Berkeley Research Group managing director Mark Williams, who also leads its telecommunications, media and technology practice, said Ofcom’s proposals were a welcome implicit recognition of the need for a more coherent strategy following the completion of its most recent market review, which concluded in 2016 and led directly to the legal split of BT and Openreach.
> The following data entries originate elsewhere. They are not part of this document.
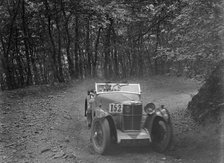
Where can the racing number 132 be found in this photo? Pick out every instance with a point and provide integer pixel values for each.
(115, 108)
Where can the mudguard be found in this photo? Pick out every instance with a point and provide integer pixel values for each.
(159, 112)
(100, 113)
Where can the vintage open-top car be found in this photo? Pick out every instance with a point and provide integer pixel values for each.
(115, 114)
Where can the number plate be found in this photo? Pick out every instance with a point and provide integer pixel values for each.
(115, 108)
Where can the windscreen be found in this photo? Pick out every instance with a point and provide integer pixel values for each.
(117, 87)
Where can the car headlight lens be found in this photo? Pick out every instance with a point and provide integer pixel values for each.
(150, 108)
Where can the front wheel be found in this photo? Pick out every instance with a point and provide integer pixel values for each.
(100, 136)
(161, 134)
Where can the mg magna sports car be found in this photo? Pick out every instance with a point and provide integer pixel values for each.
(115, 114)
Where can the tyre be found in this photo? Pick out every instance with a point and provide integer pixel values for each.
(161, 134)
(100, 136)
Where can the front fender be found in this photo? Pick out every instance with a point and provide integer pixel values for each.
(100, 113)
(160, 112)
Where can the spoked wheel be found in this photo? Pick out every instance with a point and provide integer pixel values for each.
(161, 135)
(100, 136)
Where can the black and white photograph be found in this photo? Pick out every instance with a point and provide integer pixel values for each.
(111, 81)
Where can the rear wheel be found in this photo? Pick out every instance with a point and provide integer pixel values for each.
(100, 136)
(161, 134)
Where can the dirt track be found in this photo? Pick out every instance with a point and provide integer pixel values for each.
(42, 124)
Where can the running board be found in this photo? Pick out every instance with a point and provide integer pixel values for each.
(142, 134)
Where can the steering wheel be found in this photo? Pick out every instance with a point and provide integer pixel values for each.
(116, 85)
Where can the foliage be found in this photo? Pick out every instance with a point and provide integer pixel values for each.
(46, 41)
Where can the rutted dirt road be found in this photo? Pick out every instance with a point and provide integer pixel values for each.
(45, 124)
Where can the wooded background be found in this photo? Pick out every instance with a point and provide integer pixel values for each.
(47, 41)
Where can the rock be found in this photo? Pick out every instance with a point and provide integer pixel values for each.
(45, 150)
(58, 154)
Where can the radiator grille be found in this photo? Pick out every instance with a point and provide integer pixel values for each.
(132, 115)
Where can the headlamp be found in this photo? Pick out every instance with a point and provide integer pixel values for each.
(150, 108)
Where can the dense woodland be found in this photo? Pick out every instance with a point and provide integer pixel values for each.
(48, 41)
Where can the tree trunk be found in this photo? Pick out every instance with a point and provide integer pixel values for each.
(96, 51)
(77, 70)
(107, 49)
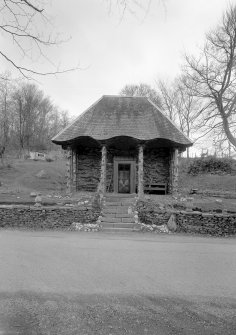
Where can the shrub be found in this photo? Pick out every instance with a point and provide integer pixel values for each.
(210, 164)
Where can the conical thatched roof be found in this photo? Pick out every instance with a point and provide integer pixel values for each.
(113, 116)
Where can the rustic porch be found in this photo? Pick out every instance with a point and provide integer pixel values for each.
(122, 165)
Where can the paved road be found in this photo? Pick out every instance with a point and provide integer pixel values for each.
(97, 283)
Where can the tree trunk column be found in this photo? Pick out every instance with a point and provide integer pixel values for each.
(74, 167)
(69, 170)
(102, 184)
(175, 171)
(140, 172)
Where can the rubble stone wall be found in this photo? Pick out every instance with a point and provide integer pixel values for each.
(88, 169)
(206, 223)
(156, 165)
(215, 224)
(45, 217)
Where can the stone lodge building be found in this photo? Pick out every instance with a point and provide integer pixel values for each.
(123, 145)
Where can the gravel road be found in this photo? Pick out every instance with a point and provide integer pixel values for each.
(97, 283)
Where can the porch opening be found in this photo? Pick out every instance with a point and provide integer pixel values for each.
(124, 178)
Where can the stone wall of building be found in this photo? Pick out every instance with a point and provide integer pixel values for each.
(31, 217)
(88, 169)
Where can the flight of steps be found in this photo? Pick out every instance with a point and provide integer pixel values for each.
(115, 216)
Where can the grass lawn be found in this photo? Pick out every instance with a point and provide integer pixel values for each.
(18, 179)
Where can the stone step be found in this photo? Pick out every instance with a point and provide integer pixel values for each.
(129, 225)
(116, 210)
(119, 203)
(120, 195)
(111, 219)
(117, 215)
(123, 215)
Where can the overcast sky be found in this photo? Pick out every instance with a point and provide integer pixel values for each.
(113, 51)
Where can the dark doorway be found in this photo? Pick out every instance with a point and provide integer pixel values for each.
(124, 178)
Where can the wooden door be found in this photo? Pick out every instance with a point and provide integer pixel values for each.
(124, 178)
(124, 175)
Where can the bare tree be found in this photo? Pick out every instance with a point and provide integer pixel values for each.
(6, 88)
(25, 22)
(143, 90)
(168, 99)
(181, 106)
(214, 76)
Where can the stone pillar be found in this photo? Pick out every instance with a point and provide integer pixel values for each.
(175, 171)
(69, 170)
(140, 172)
(102, 183)
(74, 167)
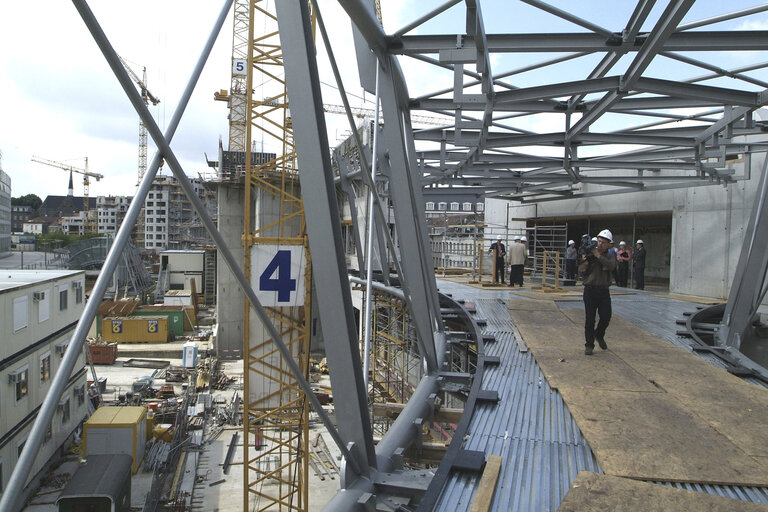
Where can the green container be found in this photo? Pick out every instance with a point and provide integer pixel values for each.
(175, 318)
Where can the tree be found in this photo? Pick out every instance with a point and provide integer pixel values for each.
(28, 200)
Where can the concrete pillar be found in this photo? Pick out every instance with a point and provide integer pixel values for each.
(229, 297)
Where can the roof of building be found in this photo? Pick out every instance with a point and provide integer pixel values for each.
(65, 203)
(14, 279)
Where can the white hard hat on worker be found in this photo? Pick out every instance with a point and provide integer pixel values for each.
(606, 234)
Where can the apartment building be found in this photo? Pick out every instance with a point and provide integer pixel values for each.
(39, 310)
(111, 211)
(5, 212)
(170, 221)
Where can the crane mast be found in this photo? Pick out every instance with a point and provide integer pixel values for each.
(147, 97)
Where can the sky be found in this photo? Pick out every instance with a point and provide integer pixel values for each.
(60, 101)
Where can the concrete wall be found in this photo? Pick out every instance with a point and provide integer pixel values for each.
(229, 296)
(708, 224)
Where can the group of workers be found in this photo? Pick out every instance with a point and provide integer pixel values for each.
(598, 263)
(623, 258)
(515, 258)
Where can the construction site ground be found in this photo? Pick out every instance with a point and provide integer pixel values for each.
(203, 474)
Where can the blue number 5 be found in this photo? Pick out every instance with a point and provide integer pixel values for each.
(283, 284)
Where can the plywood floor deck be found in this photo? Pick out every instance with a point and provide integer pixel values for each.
(649, 410)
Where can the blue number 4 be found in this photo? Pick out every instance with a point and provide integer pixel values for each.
(283, 284)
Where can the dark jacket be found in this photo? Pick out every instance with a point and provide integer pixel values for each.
(597, 271)
(638, 259)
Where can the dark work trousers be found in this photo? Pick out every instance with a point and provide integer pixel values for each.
(516, 274)
(499, 277)
(570, 269)
(622, 269)
(639, 278)
(597, 300)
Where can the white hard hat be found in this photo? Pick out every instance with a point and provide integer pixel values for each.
(606, 234)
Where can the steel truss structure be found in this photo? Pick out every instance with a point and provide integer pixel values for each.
(602, 148)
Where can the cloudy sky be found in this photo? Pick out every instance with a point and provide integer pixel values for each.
(60, 101)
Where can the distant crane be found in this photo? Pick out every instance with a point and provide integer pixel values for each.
(147, 97)
(85, 172)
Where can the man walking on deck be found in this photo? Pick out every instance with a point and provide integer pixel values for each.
(596, 268)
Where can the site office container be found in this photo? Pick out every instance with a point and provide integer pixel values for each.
(116, 430)
(143, 329)
(103, 353)
(102, 483)
(175, 315)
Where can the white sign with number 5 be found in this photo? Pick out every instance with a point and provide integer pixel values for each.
(277, 274)
(238, 67)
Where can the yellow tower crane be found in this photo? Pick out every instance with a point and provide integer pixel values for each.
(147, 97)
(86, 182)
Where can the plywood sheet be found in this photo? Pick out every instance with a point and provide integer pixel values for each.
(689, 298)
(736, 408)
(649, 436)
(591, 492)
(558, 345)
(649, 409)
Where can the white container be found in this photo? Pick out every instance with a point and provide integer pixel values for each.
(189, 355)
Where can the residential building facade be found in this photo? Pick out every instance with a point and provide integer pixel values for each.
(5, 212)
(19, 215)
(39, 310)
(111, 212)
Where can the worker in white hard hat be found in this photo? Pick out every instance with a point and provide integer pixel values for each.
(638, 265)
(623, 256)
(571, 254)
(499, 251)
(596, 269)
(516, 261)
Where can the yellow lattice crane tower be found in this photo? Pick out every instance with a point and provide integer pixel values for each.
(86, 183)
(147, 97)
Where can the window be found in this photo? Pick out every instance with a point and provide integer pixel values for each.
(20, 380)
(45, 367)
(20, 313)
(62, 300)
(79, 393)
(43, 299)
(64, 408)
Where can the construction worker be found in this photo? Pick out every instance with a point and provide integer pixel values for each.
(596, 269)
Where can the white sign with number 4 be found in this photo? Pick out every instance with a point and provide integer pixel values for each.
(277, 274)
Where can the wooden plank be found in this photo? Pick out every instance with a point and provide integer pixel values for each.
(591, 492)
(484, 495)
(393, 410)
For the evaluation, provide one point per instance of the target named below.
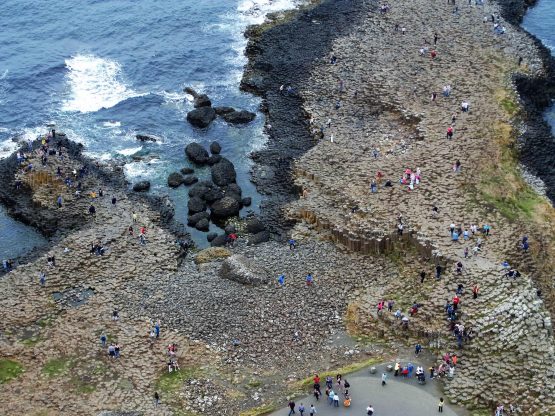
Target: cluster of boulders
(220, 195)
(204, 113)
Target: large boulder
(243, 270)
(219, 241)
(196, 205)
(193, 219)
(141, 186)
(254, 225)
(225, 207)
(215, 148)
(239, 117)
(211, 253)
(223, 110)
(201, 117)
(223, 172)
(258, 238)
(202, 100)
(189, 180)
(175, 179)
(213, 159)
(196, 153)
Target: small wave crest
(94, 83)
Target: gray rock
(202, 225)
(189, 180)
(258, 238)
(239, 117)
(230, 229)
(193, 219)
(219, 241)
(202, 100)
(142, 186)
(196, 205)
(196, 153)
(243, 270)
(254, 225)
(225, 208)
(223, 110)
(215, 148)
(201, 117)
(212, 160)
(175, 179)
(223, 173)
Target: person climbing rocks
(450, 132)
(291, 407)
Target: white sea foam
(7, 147)
(94, 83)
(130, 151)
(142, 170)
(112, 124)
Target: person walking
(312, 410)
(291, 407)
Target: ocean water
(540, 21)
(105, 70)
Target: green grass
(9, 370)
(56, 367)
(31, 342)
(260, 410)
(254, 383)
(509, 105)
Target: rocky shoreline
(246, 341)
(536, 144)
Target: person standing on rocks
(312, 410)
(292, 407)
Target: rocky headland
(358, 103)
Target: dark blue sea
(105, 70)
(540, 21)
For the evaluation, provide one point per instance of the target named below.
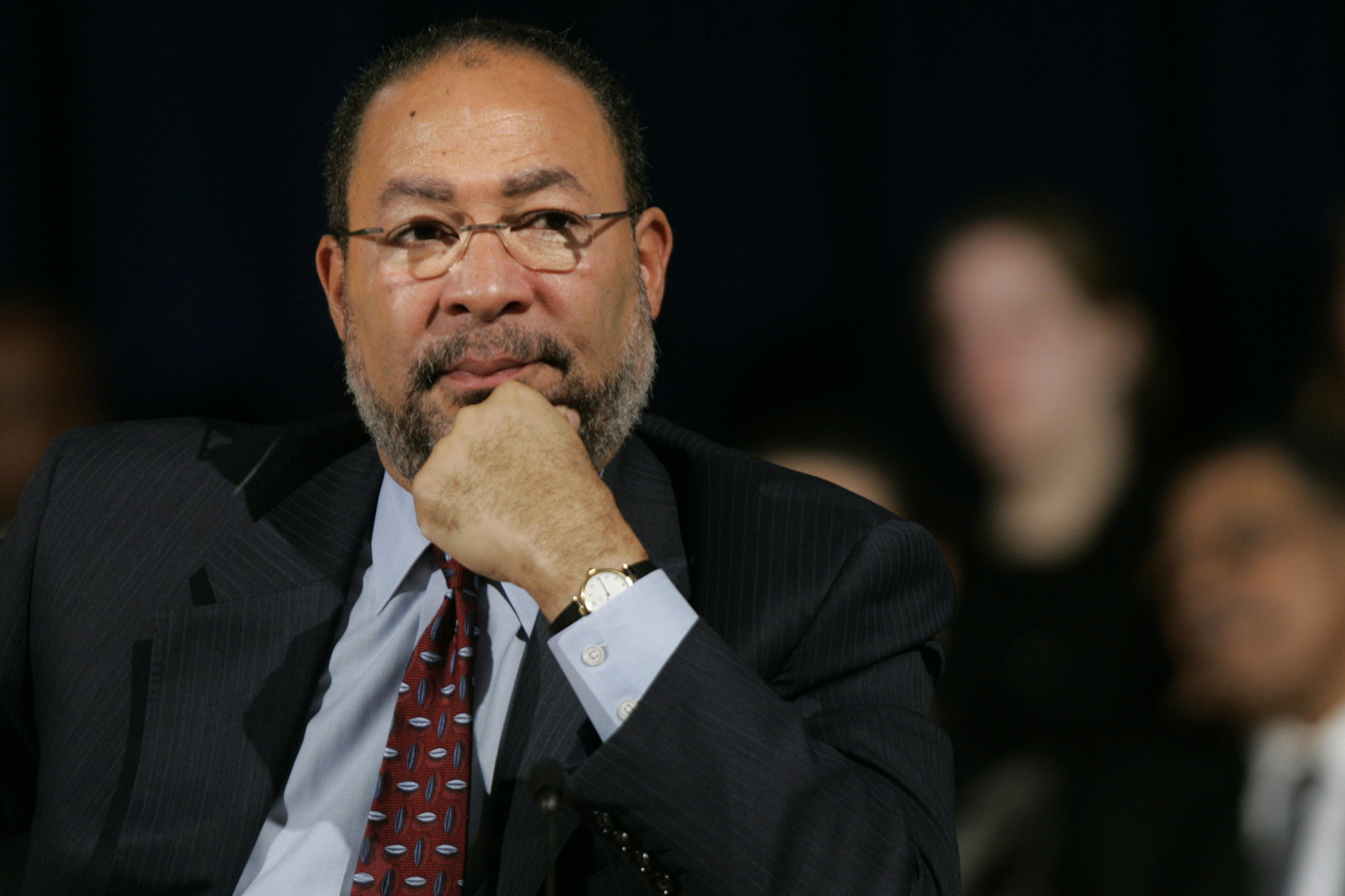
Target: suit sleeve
(18, 729)
(829, 779)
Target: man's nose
(488, 282)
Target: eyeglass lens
(539, 248)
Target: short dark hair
(1315, 454)
(411, 56)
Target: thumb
(571, 415)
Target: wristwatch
(599, 588)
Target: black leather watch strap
(568, 616)
(640, 571)
(572, 614)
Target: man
(209, 626)
(1254, 602)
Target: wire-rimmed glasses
(548, 240)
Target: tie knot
(454, 572)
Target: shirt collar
(399, 548)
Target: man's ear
(654, 244)
(332, 271)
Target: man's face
(1256, 599)
(479, 138)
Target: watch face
(602, 587)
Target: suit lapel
(232, 673)
(547, 720)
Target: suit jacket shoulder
(751, 528)
(169, 594)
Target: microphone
(547, 783)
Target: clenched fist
(512, 494)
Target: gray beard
(609, 408)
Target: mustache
(446, 353)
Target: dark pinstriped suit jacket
(170, 595)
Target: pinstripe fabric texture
(785, 748)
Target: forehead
(1245, 485)
(999, 267)
(477, 119)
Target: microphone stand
(548, 787)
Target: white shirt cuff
(611, 657)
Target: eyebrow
(432, 189)
(539, 179)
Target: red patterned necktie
(416, 837)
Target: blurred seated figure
(1254, 559)
(1038, 349)
(45, 389)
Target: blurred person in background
(46, 388)
(1253, 585)
(1039, 349)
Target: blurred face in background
(1024, 357)
(1256, 589)
(44, 392)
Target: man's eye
(424, 232)
(549, 220)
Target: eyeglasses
(548, 240)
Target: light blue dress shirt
(309, 842)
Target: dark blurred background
(159, 170)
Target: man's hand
(512, 494)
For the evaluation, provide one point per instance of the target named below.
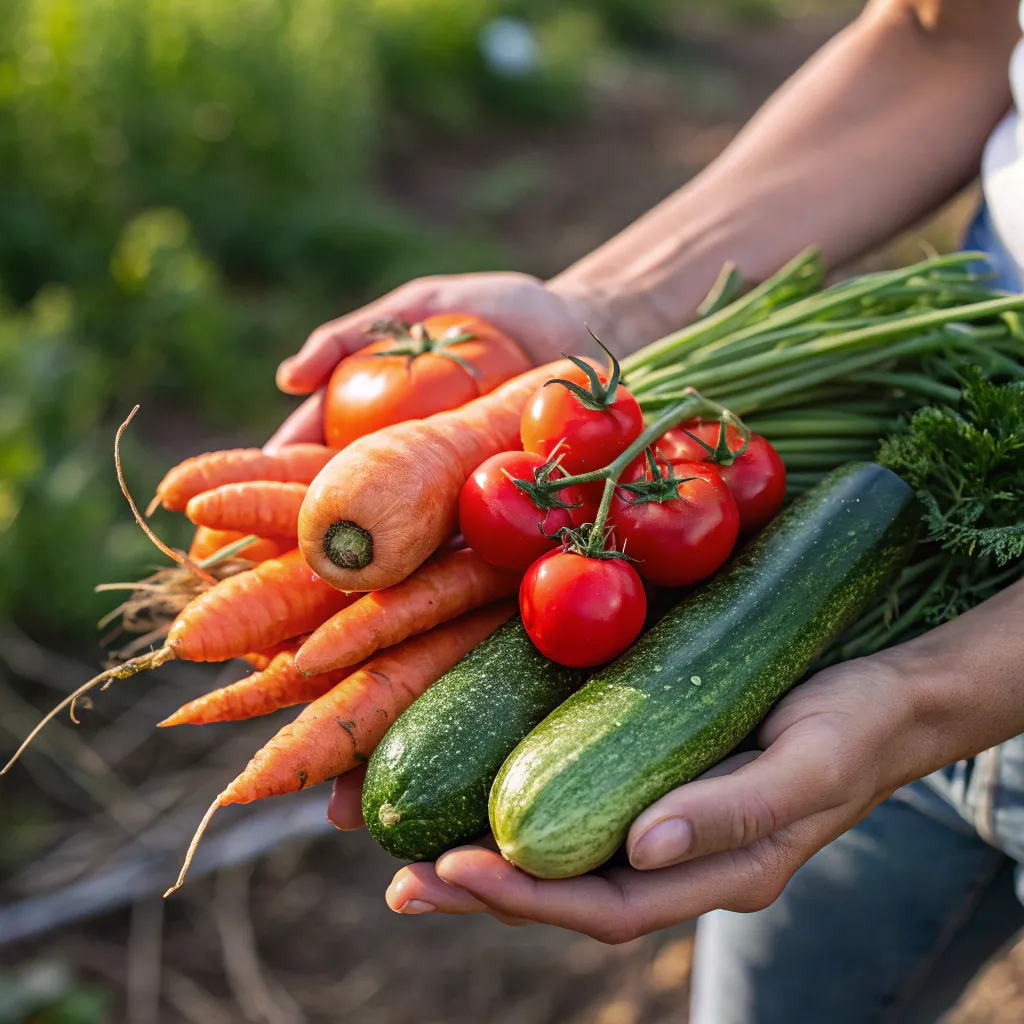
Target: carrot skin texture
(280, 685)
(443, 588)
(400, 485)
(290, 464)
(267, 508)
(207, 542)
(260, 659)
(274, 601)
(341, 729)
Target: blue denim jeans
(891, 921)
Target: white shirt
(1003, 166)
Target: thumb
(331, 342)
(791, 780)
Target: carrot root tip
(194, 845)
(348, 546)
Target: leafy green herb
(968, 468)
(967, 465)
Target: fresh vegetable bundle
(338, 572)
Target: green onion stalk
(827, 374)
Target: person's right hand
(545, 320)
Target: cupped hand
(833, 750)
(545, 320)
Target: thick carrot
(291, 464)
(273, 601)
(341, 729)
(207, 542)
(442, 588)
(267, 508)
(383, 505)
(280, 685)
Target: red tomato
(675, 543)
(581, 611)
(757, 478)
(368, 391)
(500, 520)
(593, 436)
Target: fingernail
(665, 843)
(417, 906)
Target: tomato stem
(693, 404)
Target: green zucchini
(427, 782)
(689, 690)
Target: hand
(834, 749)
(546, 320)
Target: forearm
(965, 682)
(885, 123)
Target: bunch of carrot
(335, 572)
(356, 662)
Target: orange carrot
(341, 729)
(275, 600)
(383, 505)
(291, 464)
(279, 685)
(260, 659)
(208, 542)
(266, 508)
(262, 606)
(442, 588)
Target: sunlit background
(186, 188)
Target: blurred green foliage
(186, 187)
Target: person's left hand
(834, 749)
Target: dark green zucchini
(427, 782)
(689, 690)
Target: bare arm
(885, 123)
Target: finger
(331, 342)
(417, 889)
(305, 424)
(798, 776)
(344, 809)
(730, 764)
(585, 904)
(621, 904)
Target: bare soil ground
(304, 935)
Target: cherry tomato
(593, 437)
(581, 611)
(757, 478)
(680, 541)
(501, 521)
(370, 390)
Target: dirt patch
(306, 934)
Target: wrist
(930, 726)
(648, 281)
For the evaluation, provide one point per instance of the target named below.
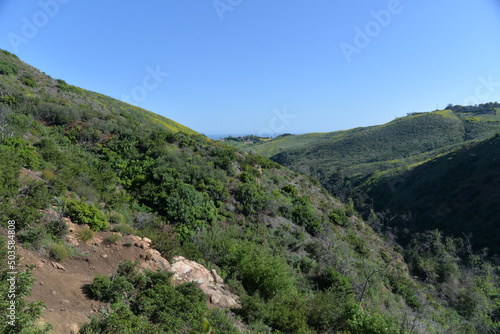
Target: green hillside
(362, 152)
(457, 193)
(300, 260)
(29, 89)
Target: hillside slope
(300, 260)
(457, 193)
(25, 87)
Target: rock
(211, 283)
(58, 266)
(142, 244)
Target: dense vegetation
(464, 198)
(300, 260)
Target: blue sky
(266, 67)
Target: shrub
(83, 213)
(339, 217)
(290, 190)
(252, 198)
(85, 234)
(150, 296)
(303, 214)
(113, 239)
(58, 252)
(8, 68)
(28, 80)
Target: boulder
(212, 284)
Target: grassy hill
(25, 87)
(300, 260)
(361, 152)
(372, 159)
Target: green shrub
(290, 190)
(303, 215)
(359, 245)
(252, 197)
(8, 68)
(151, 296)
(58, 252)
(28, 80)
(83, 213)
(85, 234)
(246, 177)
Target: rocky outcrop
(212, 284)
(218, 294)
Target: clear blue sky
(232, 70)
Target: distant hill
(299, 260)
(28, 88)
(353, 162)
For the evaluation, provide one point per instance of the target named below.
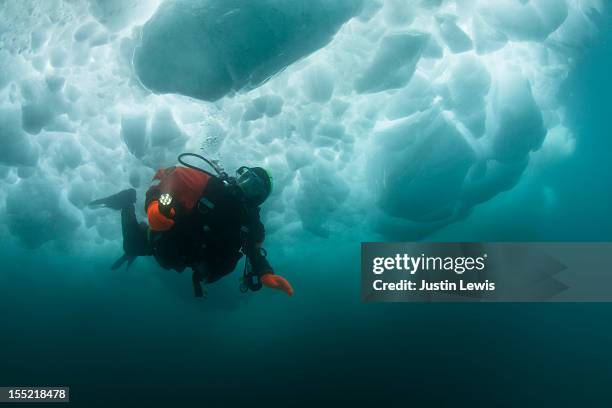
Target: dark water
(137, 338)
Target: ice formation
(388, 117)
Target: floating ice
(396, 117)
(207, 49)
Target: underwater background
(137, 337)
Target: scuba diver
(201, 221)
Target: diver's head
(255, 184)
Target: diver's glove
(273, 281)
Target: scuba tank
(249, 280)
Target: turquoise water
(130, 337)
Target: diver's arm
(258, 261)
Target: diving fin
(117, 201)
(123, 259)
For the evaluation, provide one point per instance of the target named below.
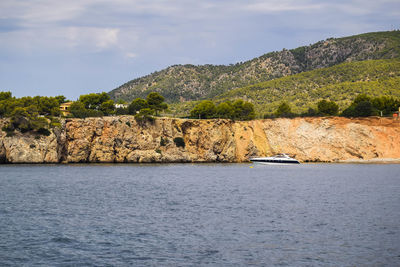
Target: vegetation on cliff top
(36, 114)
(188, 82)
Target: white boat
(279, 159)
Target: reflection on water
(207, 214)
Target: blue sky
(50, 47)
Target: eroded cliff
(122, 139)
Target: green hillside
(181, 83)
(340, 83)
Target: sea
(200, 215)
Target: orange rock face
(122, 139)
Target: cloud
(96, 37)
(130, 55)
(275, 6)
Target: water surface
(199, 215)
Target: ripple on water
(200, 215)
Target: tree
(145, 114)
(205, 110)
(136, 105)
(247, 112)
(225, 110)
(5, 95)
(78, 110)
(327, 108)
(284, 110)
(156, 102)
(107, 107)
(364, 109)
(93, 101)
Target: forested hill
(189, 82)
(340, 83)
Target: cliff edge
(122, 139)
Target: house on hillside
(64, 108)
(121, 105)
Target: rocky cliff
(122, 139)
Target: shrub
(163, 142)
(327, 107)
(179, 142)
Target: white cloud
(274, 6)
(130, 55)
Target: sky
(74, 47)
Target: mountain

“Over the past few years, Ofcom has gradually adopted the growth of full-fibre networks as a policy objective,” said Williams. “At the same time, it has taken regulatory decisions which have dis-incentivised Openreach and other providers to build such networks. The result has been a degree of confusion among network builders and very limited investment into full-fibre networks.  

“This strategy document indicates that Ofcom intends to take some significant regulatory steps with the intention of incentivising such investment. One of these could mark a sea-change in the way the market is regulated. Ofcom has indicated that it intends to lift wholesale regulatory obligations on Openreach in areas which are competitive.

“This could be a very significant lifting of regulatory obligations on BT and would go a long way towards incentivising investment. Going forward, the effect of this strategy will be determined largely by the way in which these areas are defined and the speed and certainty with which Ofcom deregulates.

“Similar approaches have been controversial in other segments of the market in the past so the market will be watching this closely to see how Ofcom brings this into effect.”